Microfinance in Southern Laos
Poor rural communities in Laos do not have
access to secure and reliable financial services. Consequently,
families are unable to make significant investments
in developing their livelihoods, weather
economic shocks, and save for the future.
World Education Inc. (WEI) and World Education Australia (WEAL) have been working on an ambitious initiative to establish an autonomous, locally owned and managed microfinance agency in Salavan Province in southern Laos. As a result of these efforts, Vanmai (which means “New Day” in Laos) Savings and Credit Union (SCU) was formally established in November 2010. The premise behind it was to create an institution that met the financial needs of local people, offering a safe place to save and access loans. Vanmai SCU is a regulated financial institution by the Bank of Laos, the country’s central bank and is required to provide monthly performance reports.
During its first six months of operations, the Vanmai SCU staff and Board (supported by WEAL and WE/Laos microfinance team staff) have focused on putting in place basic systems, training staff, recruiting new members, mobilizing savings and disbursing initial loans. Remarkable outcomes have been achieved. As of the end of September 2011, Vanmai SCU had 602 members from 38 villages with a savings portfolio of over $33,000 and 633 accounts. Its loan portfolio is valued at approximately $30,000 with 154 loans.
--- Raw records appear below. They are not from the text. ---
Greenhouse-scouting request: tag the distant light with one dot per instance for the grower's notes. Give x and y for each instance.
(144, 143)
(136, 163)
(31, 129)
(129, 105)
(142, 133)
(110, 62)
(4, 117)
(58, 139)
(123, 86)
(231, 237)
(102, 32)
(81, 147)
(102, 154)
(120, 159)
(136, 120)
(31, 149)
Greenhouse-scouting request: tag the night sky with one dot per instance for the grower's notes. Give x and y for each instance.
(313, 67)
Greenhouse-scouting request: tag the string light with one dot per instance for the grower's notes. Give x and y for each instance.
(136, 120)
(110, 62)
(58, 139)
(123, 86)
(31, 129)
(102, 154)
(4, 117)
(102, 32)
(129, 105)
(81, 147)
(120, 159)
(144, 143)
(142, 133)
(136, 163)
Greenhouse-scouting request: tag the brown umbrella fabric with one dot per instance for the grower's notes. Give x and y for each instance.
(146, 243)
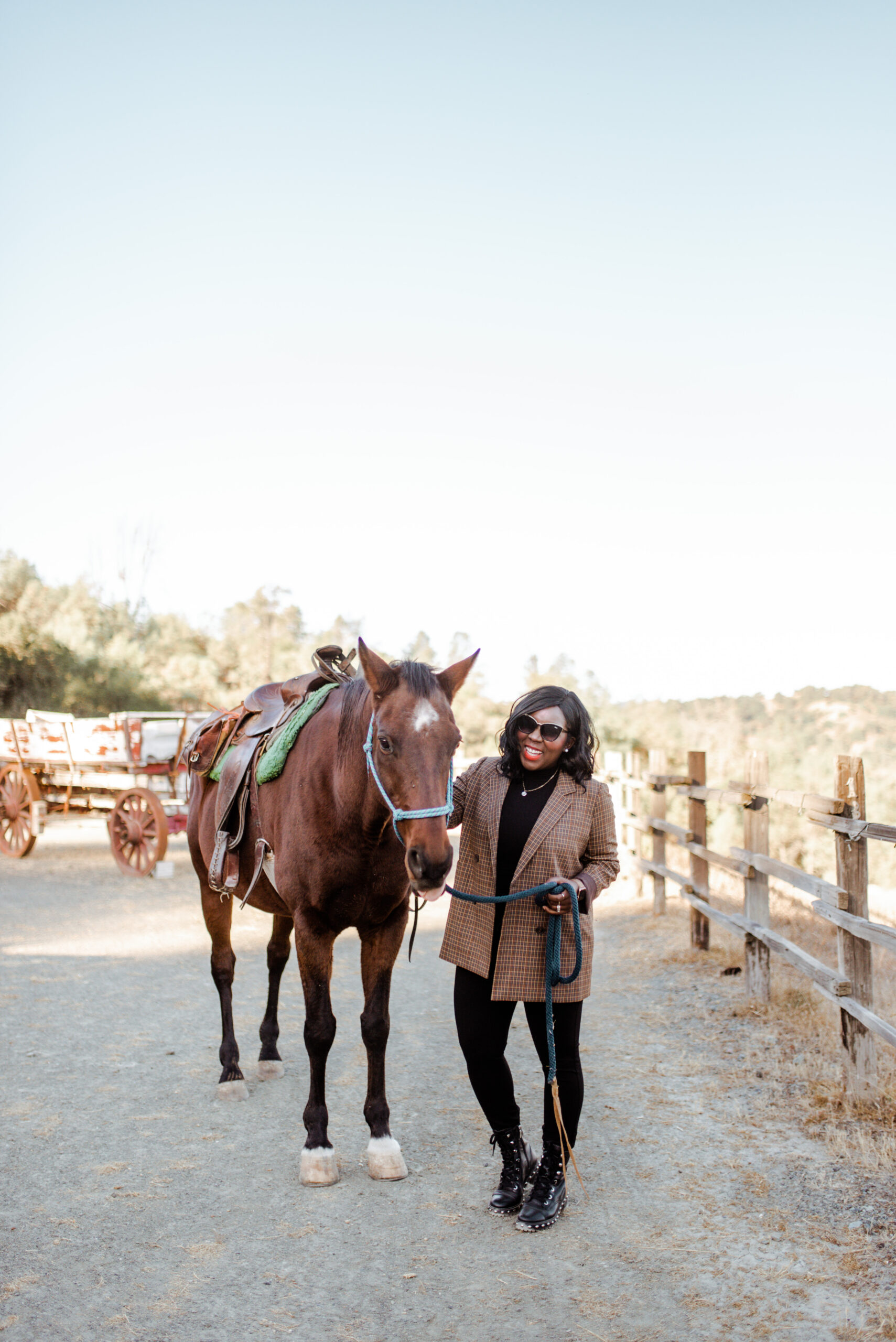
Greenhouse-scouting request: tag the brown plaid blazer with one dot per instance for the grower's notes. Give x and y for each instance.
(573, 837)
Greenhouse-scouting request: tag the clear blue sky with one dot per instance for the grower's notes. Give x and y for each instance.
(566, 325)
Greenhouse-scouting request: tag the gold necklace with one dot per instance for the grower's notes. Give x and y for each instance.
(526, 791)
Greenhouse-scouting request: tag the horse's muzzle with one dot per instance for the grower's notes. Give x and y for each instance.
(426, 873)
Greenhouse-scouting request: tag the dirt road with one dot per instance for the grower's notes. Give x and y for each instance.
(137, 1207)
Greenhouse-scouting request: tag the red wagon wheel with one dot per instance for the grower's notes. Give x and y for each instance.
(18, 789)
(137, 831)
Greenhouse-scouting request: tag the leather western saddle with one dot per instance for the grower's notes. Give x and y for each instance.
(236, 737)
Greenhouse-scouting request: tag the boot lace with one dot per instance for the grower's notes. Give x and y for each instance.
(513, 1168)
(548, 1177)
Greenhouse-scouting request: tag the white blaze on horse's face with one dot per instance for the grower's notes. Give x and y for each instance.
(424, 716)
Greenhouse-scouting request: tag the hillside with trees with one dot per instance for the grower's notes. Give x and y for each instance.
(68, 650)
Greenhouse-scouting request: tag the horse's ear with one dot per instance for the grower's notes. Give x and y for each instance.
(377, 673)
(452, 678)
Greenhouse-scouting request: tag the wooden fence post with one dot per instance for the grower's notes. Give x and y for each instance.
(656, 795)
(699, 866)
(855, 956)
(755, 889)
(635, 761)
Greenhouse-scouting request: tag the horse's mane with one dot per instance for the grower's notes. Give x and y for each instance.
(353, 718)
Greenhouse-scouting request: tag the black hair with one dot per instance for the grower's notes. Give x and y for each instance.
(580, 761)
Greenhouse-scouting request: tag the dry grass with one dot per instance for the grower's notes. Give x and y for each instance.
(801, 1055)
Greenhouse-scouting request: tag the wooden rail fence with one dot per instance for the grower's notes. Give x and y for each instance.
(639, 783)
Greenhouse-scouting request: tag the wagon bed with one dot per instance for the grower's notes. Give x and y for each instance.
(125, 767)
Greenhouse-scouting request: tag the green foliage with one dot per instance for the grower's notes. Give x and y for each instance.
(65, 648)
(801, 734)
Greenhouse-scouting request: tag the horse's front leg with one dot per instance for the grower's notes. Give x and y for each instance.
(218, 914)
(314, 952)
(380, 948)
(278, 956)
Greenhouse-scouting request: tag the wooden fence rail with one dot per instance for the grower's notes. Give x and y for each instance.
(640, 799)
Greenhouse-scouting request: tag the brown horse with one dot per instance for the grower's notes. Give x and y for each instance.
(338, 863)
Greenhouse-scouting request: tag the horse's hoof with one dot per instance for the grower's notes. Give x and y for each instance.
(232, 1090)
(270, 1069)
(385, 1159)
(318, 1166)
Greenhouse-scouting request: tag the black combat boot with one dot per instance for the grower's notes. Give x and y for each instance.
(520, 1168)
(549, 1195)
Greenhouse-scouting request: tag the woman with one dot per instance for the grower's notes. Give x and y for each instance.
(532, 815)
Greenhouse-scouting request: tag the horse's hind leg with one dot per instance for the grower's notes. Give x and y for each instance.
(314, 952)
(218, 914)
(278, 956)
(379, 950)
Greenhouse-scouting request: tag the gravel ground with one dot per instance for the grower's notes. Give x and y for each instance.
(136, 1206)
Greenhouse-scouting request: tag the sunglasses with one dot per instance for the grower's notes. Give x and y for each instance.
(526, 727)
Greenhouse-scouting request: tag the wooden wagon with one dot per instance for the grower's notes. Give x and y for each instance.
(125, 767)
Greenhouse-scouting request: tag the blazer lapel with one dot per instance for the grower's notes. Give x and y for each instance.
(560, 800)
(496, 794)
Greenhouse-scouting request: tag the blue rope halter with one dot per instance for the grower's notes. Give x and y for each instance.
(397, 814)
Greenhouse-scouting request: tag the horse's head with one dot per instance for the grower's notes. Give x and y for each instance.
(415, 736)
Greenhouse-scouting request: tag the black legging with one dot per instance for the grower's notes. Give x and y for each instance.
(482, 1030)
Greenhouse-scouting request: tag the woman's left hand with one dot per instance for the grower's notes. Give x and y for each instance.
(561, 902)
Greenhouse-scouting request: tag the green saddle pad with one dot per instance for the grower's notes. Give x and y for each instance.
(282, 741)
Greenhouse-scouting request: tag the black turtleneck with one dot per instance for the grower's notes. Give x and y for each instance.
(518, 816)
It is envisaged that by June 2012, Vanmai will be a professional organization capable of managing its own affairs. Naturally, as it continues to grow it will have ongoing training and funding needs. World Education hopes that Vanmai will come on board as a partner under WEAL’s Good Return program, which provides training and funding support to MFIs that meet certain criteria for professional standards. In this way the partnership will continue to grow and further enable Vanmai to reach many more thousands of poor rural households in Laos. Vanmai plans to reach 50 villages and more than 2,000 families (10,000 people) in the next three years.